NIST is now providing calibration of Phasor Measurement Units, PMUs, to the IEEE Synchrophasor Standard C37.118-2205 performance requirements as a Special Test. Additional test conditions can also be performed by prearrangement.
The PMU test conditions are selected from the following:
|Nominal Frequency||(50 Hz or 60 Hz)|
|Nominal Current||(up to 5 A rms)|
|Nominal Voltage||(up to 120 V rms)|
|Reporting rate||(one of 10, 12, 15, 20, or 30 readings per s for 60 Hz|
|or one of 10 or 25 readings per s for 50 Hz)|
|Filter settings||(specified by manufacturer)|
Information to be provided with PMUs for test
- PMU model number and firmware version
- Simplified procedures for connecting to the device for testing a. parameters for the communication network, Ethernet information or RS 232 parameters
b. Nominal frequency to be used for each test
c. Nominal voltage and current values to use for each test (rms values)

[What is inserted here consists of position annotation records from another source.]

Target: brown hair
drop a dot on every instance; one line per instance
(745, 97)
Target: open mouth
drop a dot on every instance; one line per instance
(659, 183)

d. Procedure to check that the device is correctly reading the voltage and currents, that the three phase sequence is correct, that the PMU is responding to commands to send configuration information and start and stop data transmission
e. Step by step procedure to make parameter changes necessary, such as, changing nominal frequency, changing reporting rates (tests must be done at 10, 12, 15, 20, and 30 readings per s for 60 Hz nominal frequency, and 10 and 25 readings per s for 50 Hz nominal frequency), and changing filter settings with each reading rate, if necessary
f. other setting, such as reporting formats, phasors to be sent, etc. Note: we can only read one PMU, even if the PMU has multiple virtual PMUs per device
- Tests to be done and conditions for each including compliance level 0 or 1
a. Initial setup - must be done on first testing of each PMU
b. Message formats - must be done on first testing of each PMU
c. Reporting rates
d. Signal frequency
e. signal magintude
f. Phase angle - voltage versus current phasors
g. Harmonic distortion
h. Out-of-band interference - usually done at maximum and minimum reporting rates
- Name and phone number of a contact person that will be available to help with questions during the testing period
References-Power and Energy Measurements, Low Frequency
Digitally Synthesized Power Calibration Source, N. M. Oldham, O. B. Laug, and B. C. Waltrip, IEEE Trans. Instrum. Meas. IM-36 (2), 341 (June 1987).
NBS Wideband Sampling Wattmeter, G. N. Stenbakken, O. B. Laug, A. G. Perry, B. A. Bell, and T. H. Kibalo, Natl. Bur. Stand. (U.S.), Tech. Note 1221 (May 1987).
A Wideband Sampling Wattmeter, G. N. Stenbakken, IEEE Trans. Power Appar. Syst. PAS-103 (10), 2919 (Oct. 1984).
A Calibration Service for Wattmeters and Watthour Meters, J. D. Ramboz and R. C. McAuliff, Natl. Bur. Stand. (U.S.), Tech. Note 1179 (July 1983).
A Measurement Assurance Program for Electric Energy , N. M. Oldham, Natl. Bur. Stand. (U.S.), Tech. Note 930 (Sept. 1976).
Transfer of the Kilowatthour, S. R. Houghton, IEEE Trans. Power Appar. Syst. PAS-94 (4), 1232 (July-Aug. 1975).
Sampling Techniques for Electric Power Measurement, R. S. Turgel, Natl. Bur. Stand. (U.S.), Tech. Note 870 (June 1975).
A Current Comparator System to Establish the Unit of Electrical Energy at 60 Hz, K. J. Lentner, IEEE Trans. Instrum. Meas. IM-23 (4), 334 (Dec. 1974).